Looking across the living room, I watched my sister tear into the calendar she'd recently received as a Christmas present from her boyfriend. The bikini-clad woman stared back at me from her position of supplication, draped across the hood of a shiny, red convertible.

I cringed when she shoved her fingernail into the plastic covering, wondering if she was giving herself a paper cut. "How can you do that without scissors?"

"It's cause they're so long, that's why." Tearing into the plastic, she removed it and tossed it in the direction of the garbage can, too busy hanging up the calendar to throw out the trash properly.

As she hunted around for a pushpin, I picked up the plastic and put it in the can, then rubbed my hands up and down my bare arms. "Don't you ever cut yourself?"

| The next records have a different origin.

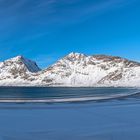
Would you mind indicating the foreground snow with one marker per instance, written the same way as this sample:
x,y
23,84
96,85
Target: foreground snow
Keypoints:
x,y
74,70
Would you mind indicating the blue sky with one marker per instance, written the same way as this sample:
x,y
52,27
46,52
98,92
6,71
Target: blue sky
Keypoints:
x,y
46,30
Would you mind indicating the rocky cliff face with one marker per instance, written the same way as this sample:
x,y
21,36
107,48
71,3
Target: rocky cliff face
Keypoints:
x,y
74,69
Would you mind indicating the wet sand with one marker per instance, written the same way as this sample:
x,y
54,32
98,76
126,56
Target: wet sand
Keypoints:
x,y
111,120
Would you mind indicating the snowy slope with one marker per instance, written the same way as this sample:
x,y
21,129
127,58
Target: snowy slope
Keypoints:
x,y
74,70
17,70
99,70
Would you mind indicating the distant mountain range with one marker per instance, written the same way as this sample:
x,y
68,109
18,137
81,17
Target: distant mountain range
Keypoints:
x,y
74,70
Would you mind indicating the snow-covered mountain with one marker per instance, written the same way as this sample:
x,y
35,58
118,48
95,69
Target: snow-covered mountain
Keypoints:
x,y
74,69
17,70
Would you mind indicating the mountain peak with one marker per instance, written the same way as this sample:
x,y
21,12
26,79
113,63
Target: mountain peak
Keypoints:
x,y
21,60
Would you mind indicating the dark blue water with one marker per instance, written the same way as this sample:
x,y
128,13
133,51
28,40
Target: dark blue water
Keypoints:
x,y
74,94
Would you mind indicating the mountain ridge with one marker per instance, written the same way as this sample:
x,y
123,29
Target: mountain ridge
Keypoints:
x,y
73,70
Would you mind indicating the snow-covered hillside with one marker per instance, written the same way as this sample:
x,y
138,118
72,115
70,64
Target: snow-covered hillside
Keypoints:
x,y
74,70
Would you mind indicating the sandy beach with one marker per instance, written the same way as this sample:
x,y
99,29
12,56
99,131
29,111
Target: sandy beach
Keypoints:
x,y
111,120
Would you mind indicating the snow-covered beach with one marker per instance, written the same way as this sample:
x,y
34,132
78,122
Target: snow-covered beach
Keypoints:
x,y
110,120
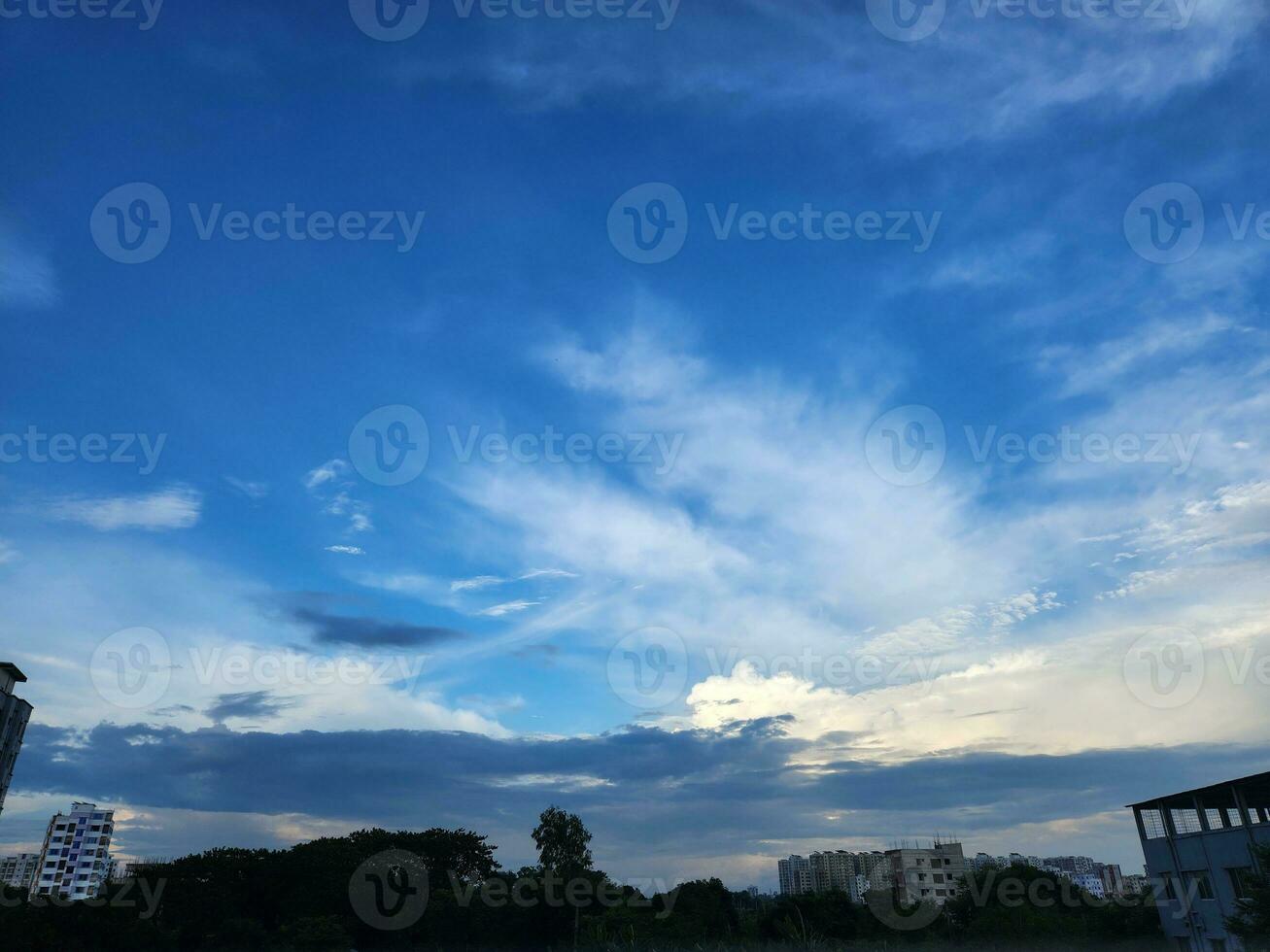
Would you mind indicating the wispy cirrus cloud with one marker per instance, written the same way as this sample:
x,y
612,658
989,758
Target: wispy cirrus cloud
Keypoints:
x,y
369,632
176,508
27,277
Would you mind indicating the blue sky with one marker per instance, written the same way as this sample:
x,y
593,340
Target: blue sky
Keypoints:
x,y
760,499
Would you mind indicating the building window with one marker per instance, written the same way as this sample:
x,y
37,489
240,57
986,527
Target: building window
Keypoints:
x,y
1202,884
1152,824
1240,881
1185,822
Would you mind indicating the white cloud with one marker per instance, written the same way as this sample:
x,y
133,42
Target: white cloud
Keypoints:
x,y
176,508
326,472
249,488
507,608
27,277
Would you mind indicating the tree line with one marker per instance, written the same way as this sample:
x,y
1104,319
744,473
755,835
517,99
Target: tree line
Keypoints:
x,y
443,890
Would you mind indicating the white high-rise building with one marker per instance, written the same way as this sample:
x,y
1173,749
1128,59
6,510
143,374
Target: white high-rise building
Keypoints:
x,y
15,714
927,874
795,874
75,861
19,871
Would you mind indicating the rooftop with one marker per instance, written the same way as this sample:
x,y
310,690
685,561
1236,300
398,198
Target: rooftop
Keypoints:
x,y
1257,781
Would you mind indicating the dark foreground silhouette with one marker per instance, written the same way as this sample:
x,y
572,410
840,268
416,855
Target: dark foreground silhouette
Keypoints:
x,y
443,890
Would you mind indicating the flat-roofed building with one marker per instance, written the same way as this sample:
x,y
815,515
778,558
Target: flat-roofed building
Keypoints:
x,y
927,874
1199,847
19,871
15,715
75,862
795,876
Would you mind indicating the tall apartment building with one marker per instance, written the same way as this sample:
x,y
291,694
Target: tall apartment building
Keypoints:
x,y
1200,848
1071,864
1113,880
15,714
19,871
927,874
840,869
75,861
795,876
851,872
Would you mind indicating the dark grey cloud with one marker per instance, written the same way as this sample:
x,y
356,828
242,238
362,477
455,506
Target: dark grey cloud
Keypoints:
x,y
259,704
648,794
369,632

Her gum crackled as the pin slid into the drywall with a soft hush. "Nah."

Rolling my eyes, I watched her hang up the calendar, the face of the brunette January model looking out into the apartment as she pressed her scantily-clad breasts to the handlebars of a black motorcycle. "I can't believe you're hanging that stupid thing up, Em. You should've thrown it out, or at him. Or taken it back to the store for a refund."

"It's tacky when you return a Christmas present, Eva."

"It's a calendar with half-naked girls draped over convertibles and motorcycles! It's such a guy calendar! He probably bought the thing for himself, and then the day before Christmas he was all 'Damn, I forgot to get something for the girlfriend I walk all over and treat like garbage. I'll just give her this so I can stare at it when I'm over at her place.'"

Emily turned and gave me a dirty look, the blue of her eyes overwhelmed by her black eyeliner and purple eye shadow. "Blow it out your ass, Eva. At least I've got a boyfriend."

"Hey, I'm the one who took care of Mom while she was sick. What did you do? Sit around your apartment all day? Drink until you passed out? Sleep with your stupid boyfriend in an attempt to make him give a damn about you?"

"Screw you." Stalking towards the kitchen, Em opened up the fridge and pulled out a can of beer, popping the top. The sound echoed through the apartment. Loud, like gunfire. "You took care of Mom because you didn't want to deal with your life. Your own boyfriend, who was full of pretentious crap, by the way, left you. He took your furniture, he took your money, and he took your self-respect and dignity. Mom's illness was the perfect way for you to push life aside."
She took a big drink from the can, and gestured at me with it. "You made Mom's life your life, and if you don't suck it up and put your head back on straight, you're going to waste away and die like just Mom did."

I stared at her, wondering how she could be so cruel, so hard-hearted, so mean. She didn't know what I'd been through with Mom, what I'd done to keep her alive, what I'd said to her to keep her spirits up. She didn't know. She didn't understand.

"Go to hell, Emily."

The sudden knock at the door made us both jump, and Em scowled at me as she went to answer it. Once the door was open, her expression changed from one of anger to one of joy and absolute pleasure. "Hey, baby! I missed you!"

"There's my girl." Em's boyfriend picked her up and kissed her, backing her into the apartment.

They started making out, completely wrapped up in each other, and completely oblivious to me in the living room and Em's boyfriend's friend watching from the open doorway. I didn't recognize him, but then I didn't know a lot of his slacker/stoner/hopeless punk rock star friends. The few I did know I avoided like the plague, mostly because of the beer and pot smell that trickled out of their pores.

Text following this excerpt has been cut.